Concerns about the group’s finances have percolated throughout the tycoon’s rise, with CreditSights saying in August that Adani’s conglomerate is “deeply overleveraged” with “stretched balance sheets.” But the Hindenburg report has put an unprecedented spotlight on the group’s corporate governance — as well as that of India as a whole.

Hindenburg issued a report on Jan 24 detailing wide-ranging allegations of corporate malpractice following a two-year investigation into the tycoon’s companies. Adani Group has said it’s exploring legal action after a “maliciously mischievous, unresearched” report by the short seller. Hindenburg has said it fully stands by its report, adding that any legal action taken against it would be meritless, according to a statement on Twitter.

Companies linked to Adani Group plan a detailed response Friday to the report that they labelled as “bogus,” according to bondholders who joined a conference call with Adani executives. On the call, investors were told that the US-based short seller’s assertions of accounting fraud were “devoid of facts.”

“It seems like there might be more downside and this report can become a big legal issue as it is causing reputational damage too,” said Sameer Kalra, founder of Target Investing in Mumbai.

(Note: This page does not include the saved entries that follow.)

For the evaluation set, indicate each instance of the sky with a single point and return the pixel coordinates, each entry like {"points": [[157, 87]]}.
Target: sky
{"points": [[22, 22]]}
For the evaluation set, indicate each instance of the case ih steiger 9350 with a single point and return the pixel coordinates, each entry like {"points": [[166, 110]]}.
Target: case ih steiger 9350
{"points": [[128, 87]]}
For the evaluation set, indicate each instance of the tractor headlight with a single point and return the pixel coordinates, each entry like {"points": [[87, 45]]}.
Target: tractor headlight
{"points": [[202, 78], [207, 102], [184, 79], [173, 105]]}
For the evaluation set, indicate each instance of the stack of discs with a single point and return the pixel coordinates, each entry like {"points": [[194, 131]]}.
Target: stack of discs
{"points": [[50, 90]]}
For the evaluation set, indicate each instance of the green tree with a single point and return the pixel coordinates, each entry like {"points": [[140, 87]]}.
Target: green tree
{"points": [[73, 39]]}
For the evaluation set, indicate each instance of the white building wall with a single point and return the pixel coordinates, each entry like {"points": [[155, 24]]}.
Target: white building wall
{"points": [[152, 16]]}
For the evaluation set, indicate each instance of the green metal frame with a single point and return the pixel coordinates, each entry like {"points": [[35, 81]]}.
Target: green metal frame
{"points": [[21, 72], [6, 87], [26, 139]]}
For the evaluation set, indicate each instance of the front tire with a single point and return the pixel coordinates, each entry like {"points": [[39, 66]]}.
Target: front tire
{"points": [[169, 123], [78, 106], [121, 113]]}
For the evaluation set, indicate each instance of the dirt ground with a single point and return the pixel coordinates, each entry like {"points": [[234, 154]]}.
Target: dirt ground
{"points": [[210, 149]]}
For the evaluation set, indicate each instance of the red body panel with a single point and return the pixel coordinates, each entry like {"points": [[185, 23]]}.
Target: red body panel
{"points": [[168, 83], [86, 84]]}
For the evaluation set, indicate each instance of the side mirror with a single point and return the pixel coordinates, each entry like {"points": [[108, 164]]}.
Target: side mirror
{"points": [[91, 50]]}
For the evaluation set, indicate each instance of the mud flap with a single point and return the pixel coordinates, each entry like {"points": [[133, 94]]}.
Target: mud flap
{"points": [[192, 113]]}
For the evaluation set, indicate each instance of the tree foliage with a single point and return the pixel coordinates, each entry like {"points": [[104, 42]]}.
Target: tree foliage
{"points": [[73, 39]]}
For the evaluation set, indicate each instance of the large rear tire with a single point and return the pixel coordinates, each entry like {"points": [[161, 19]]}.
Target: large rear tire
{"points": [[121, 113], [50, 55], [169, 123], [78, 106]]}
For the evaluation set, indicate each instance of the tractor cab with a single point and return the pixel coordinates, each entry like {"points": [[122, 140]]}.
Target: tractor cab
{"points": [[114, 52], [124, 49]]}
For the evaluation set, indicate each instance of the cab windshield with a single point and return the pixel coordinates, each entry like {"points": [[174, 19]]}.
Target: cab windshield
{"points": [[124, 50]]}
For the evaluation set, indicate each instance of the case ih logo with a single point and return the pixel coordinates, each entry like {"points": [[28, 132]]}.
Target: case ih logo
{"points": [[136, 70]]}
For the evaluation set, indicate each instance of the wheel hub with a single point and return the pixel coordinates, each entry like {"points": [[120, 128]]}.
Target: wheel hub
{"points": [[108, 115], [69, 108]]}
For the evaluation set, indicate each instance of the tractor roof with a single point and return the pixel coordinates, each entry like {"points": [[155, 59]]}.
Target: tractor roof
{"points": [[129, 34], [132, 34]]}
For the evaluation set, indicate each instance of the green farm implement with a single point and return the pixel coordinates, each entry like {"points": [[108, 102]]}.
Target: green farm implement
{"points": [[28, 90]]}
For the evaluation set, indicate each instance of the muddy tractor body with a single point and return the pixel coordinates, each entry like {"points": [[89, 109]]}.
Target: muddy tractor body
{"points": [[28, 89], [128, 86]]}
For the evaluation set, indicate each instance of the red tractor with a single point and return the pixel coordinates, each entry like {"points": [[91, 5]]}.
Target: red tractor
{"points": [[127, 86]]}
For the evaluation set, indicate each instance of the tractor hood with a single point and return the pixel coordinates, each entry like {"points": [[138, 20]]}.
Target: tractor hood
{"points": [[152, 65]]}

Hindenburg Research released its report just as Adani Enterprises was seeking to attract a broader network of local and global investors for its share sale. The transaction, India’s biggest ever primary follow-on public offering, had already lured a number of anchor investors before the Hindenburg report emerged, though retail investors and high net worth individuals can bid for shares starting today through Jan. 31.

Overall subscription for the offering was at 1% as 12.48pm in Mumbai. The portion reserved for retail investors was sold 1% while that for company employees got bids for 2% of the shares on sale. The institutional investor portion had yet to see any bids, stock exchange data showed. Investors in Indian public offerings typically wait until the last day of the sale to place bids.

Some market watchers said the impact to the broader market will be limited.

The bulk of India’s equity benchmarks are made up of “very high quality” banks, consumer and IT services companies, and the risk to the indexes from Hindenburg Research’s report on Adani Group “is not meaningful,” Neelkanth Mishra, co-head of Asia Pacific equity strategy and India equity strategist at Credit Suisse, said on Bloomberg Television.